Key messages

  • National Mutual Acceptance (NMA) is a system for mutual acceptance of scientific and ethical review of multi-centre human research projects conducted in publicly funded health services across jurisdictions.
  • From 31 August 2017, the Australian Capital Territory, New South Wales, Queensland, South Australia, Victoria and Western Australia are participating in NMA.

Overview

National Mutual Acceptance (NMA) is a national system for mutual acceptance of scientific and ethical review of multi-centre human research projects conducted in publicly funded health services across jurisdictions. The Australian Capital Territory, New South Wales, Queensland, South Australia, Victoria and Western Australia participate in NMA. Single ethical and scientific review for a multi-centre human research project can be provided across the six participating states/territories.

The scope of NMA includes any form of human research as defined in the National Statement on Ethical Conduct in Human Research (NHMRC, 2007) for which an application must be made to a Human Research Ethics Committee (HREC).

Western Australia is the most recent jurisdiction to join NMA (as of 31 August 2017). For existing projects:

  • A project with ethical approval from a NMA reviewing HREC can add a Western Australian site through an HREC amendment process
  • A project with ethical approval obtained in Western Australia before 31 August 2017 cannot be expanded to include sites in other jurisdictions.

The NMA Brochure, NMA Fact Sheet and NMA Standard Principles for Operation provide detailed information; all are available below.

NMA ethics application

All NMA ethics applications should utilise the Human Research Ethics Application (HREA) form from 31 August 2017. Any existing National Ethics Application Form (NEAF) applications can continue to be processed.

Reviewing HRECs are certified by the National Health and Medical Research Council (NHMRC) and are listed in the HRECs, RGOs and Organisations document (available below).

The Coordinating Principal Investigator (CPI) has overall responsibility for the research project, including the ethics application to the reviewing HREC.

Standard Participant Information and Consent Forms (PICFs) should be used for all NMA research projects. Template PICFs are available on the How to make an HREC application page.

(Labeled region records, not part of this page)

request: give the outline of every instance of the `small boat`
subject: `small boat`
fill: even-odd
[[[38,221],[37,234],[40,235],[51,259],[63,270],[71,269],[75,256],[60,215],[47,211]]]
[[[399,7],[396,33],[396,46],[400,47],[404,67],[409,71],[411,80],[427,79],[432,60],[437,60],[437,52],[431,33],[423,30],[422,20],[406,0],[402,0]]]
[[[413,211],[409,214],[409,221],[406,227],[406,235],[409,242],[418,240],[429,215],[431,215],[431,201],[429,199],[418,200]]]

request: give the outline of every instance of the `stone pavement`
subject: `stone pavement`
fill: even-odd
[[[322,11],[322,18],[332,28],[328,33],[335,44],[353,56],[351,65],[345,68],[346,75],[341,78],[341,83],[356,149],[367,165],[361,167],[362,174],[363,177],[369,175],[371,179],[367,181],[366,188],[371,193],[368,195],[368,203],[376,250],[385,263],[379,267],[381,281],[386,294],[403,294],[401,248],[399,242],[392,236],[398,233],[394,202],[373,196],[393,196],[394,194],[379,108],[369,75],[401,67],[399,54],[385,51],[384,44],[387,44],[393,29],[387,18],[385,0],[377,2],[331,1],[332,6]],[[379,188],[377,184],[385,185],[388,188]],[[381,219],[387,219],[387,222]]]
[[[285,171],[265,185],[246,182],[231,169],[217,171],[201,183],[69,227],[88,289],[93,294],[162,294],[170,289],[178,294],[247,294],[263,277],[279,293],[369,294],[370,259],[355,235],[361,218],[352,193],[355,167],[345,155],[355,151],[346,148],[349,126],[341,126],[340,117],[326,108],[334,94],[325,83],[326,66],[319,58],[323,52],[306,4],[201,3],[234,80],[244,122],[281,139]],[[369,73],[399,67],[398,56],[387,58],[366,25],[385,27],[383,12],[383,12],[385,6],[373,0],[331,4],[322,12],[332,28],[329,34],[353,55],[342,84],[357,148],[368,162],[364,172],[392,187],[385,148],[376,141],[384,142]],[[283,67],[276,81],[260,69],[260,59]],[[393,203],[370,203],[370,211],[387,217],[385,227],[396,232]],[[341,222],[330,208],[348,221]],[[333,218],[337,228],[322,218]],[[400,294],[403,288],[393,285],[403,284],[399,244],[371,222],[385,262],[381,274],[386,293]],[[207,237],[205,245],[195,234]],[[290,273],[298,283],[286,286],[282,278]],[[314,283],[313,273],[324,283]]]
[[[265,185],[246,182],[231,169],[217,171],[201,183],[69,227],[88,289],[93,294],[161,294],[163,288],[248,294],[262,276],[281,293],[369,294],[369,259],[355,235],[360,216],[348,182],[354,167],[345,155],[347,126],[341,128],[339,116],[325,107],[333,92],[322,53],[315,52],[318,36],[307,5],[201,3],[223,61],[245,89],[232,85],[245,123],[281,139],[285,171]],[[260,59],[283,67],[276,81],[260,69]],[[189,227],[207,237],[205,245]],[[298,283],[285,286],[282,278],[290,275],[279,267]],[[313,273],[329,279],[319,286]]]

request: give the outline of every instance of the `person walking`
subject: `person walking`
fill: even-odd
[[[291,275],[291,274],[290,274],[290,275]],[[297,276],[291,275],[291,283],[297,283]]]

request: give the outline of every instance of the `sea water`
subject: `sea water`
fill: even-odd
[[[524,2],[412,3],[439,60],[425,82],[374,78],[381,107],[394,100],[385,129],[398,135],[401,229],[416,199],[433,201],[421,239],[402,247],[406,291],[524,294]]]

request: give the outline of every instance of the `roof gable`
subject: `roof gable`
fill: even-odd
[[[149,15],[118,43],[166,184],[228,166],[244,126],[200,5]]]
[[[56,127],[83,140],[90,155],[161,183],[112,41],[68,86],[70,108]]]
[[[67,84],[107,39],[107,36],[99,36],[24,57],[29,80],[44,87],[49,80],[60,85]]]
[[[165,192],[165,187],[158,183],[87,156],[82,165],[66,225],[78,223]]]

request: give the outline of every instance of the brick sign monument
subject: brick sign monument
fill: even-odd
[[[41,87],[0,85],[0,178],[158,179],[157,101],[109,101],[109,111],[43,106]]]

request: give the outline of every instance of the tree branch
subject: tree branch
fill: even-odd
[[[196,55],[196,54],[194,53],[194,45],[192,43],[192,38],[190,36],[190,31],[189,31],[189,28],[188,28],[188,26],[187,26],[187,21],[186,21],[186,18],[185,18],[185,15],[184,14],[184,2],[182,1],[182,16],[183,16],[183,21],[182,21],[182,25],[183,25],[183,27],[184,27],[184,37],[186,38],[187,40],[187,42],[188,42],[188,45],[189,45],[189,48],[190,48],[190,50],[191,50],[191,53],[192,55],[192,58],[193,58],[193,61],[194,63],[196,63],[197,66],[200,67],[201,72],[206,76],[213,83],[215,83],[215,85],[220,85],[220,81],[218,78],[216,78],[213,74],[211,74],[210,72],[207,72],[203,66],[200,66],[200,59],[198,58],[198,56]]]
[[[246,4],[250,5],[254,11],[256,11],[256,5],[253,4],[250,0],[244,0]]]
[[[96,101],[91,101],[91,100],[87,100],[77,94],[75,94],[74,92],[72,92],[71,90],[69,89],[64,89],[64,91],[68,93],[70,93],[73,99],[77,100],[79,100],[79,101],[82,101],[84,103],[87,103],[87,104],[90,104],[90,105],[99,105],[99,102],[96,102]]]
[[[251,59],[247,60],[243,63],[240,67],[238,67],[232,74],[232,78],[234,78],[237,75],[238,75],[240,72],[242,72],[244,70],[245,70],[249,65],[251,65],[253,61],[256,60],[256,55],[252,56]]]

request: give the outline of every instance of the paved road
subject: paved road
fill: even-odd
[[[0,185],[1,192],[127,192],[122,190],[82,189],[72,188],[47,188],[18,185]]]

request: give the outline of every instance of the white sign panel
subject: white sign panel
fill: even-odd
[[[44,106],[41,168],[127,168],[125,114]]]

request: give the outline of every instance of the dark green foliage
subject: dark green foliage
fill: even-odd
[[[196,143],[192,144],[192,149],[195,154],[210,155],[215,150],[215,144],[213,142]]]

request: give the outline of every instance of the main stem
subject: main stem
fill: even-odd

The new Ethics Review Manager (ERM) system will replace Online Forms in Victoria and Queensland on 16 July 2018. For all ethics applications in VIC and QLD, ERM must be used to create, complete and submit the HREA.

For ethics applications in NSW and ACT, the REGIS website must be used to create, complete and submit the HREA. For ethics applications in SA, the online forms website must be used to create, complete and submit the HREA. For guidance on ethics applications in WA, consult the WA Research Governance Service (RGS) website.

All jurisdictions except NSW do not accept Bellberry review under NMA review.

For information on submitting an ethics application in Victoria, refer to the How to make an HREC application page. For information on other states/territories, consult their jurisdictional websites.

Jurisdiction-specific information

The HREA addresses Commonwealth Government legislation. For information on state/territory legislation related to human research projects, refer to the Jurisdictional Legislative Requirements available below.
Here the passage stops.